I know there are a lot of kids that do need medication, and it’s likely that I was one of them. I wasn’t just not paying attention in school, I was exhibiting a lot of dangerous mental illness symptoms that I outlined in another article I published here. I don’t want to blame my parents, because I know that they didn’t know what else to do, and I can’t imagine being a parent in my 20s now. But all I want to say to parents now is to please, PLEASE give your kids a chance to feel their feelings before taking that step.
To this day, I can’t trust the difference between a normal situational sadness and a chemical balance in my brain, because the lines got blurred the second I started forming memories. I can’t tell the difference between my “real” feelings and the ones produced by drugs. It took years of talk therapy before I realized that I had developed a pavlovian response to expressing emotions as a child because acting unstable meant that I was going to get more pills.

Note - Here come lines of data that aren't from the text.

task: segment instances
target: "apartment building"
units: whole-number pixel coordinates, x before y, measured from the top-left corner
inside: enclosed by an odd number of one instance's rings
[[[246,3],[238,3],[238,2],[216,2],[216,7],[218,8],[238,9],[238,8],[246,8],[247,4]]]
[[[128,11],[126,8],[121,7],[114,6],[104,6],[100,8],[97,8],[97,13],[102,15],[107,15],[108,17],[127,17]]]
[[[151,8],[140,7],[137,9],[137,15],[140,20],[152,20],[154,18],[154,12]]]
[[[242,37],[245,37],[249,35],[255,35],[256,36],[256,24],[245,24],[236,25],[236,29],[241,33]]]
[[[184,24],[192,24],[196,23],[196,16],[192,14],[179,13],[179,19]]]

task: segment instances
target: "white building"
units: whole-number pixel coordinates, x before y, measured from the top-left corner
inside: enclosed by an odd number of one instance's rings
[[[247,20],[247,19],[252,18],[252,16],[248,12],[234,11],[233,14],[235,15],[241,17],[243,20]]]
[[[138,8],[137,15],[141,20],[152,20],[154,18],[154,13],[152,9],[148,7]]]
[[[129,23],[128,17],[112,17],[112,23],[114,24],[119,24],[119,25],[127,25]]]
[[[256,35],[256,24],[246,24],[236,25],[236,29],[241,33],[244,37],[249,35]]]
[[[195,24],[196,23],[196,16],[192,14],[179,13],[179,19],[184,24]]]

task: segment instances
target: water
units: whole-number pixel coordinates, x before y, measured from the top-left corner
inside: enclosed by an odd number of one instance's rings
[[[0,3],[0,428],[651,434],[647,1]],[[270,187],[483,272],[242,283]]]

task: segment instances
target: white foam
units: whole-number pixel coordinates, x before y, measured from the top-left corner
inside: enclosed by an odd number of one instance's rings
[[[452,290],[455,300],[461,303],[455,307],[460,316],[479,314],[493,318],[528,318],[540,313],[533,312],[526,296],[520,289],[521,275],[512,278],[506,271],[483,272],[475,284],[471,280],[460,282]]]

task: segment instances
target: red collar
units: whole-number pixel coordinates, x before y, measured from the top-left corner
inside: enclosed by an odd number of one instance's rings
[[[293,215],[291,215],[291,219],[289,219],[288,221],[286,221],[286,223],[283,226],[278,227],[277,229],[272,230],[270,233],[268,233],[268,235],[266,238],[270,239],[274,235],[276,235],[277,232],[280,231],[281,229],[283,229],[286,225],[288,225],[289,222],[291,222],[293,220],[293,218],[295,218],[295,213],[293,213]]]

I don’t know what happened to the physical matter in my brain, but I do know that I learned to push people away and get them to ignore me early, and that absolutely still exists as a problem as an adult. I will never get over the humiliation of constantly having to be taken out of school to go to the doctor, being taken to the nurse’s office in a group with all the other “weird” kids that needed pills, or getting bullied for erratic behavior I was exhibiting purely from being strung out on drugs.
And for what? Good grades? I got good grades, but it was at the expense of a lot of childhood trauma that maybe could have been avoided if I wasn’t on so many drugs. I was never abused by my parents, I came from a good family, but big pharma made my childhood a nightmare. Keep your kids safe, but also try to understand the difference between sadness and depression, and the difference between not paying attention due to ADHD and not paying attention because public school is a boring slog poisoned by standardized testing. I wish I had a chance to learn what my feelings are without drugs. Please give your kids that chance if you can.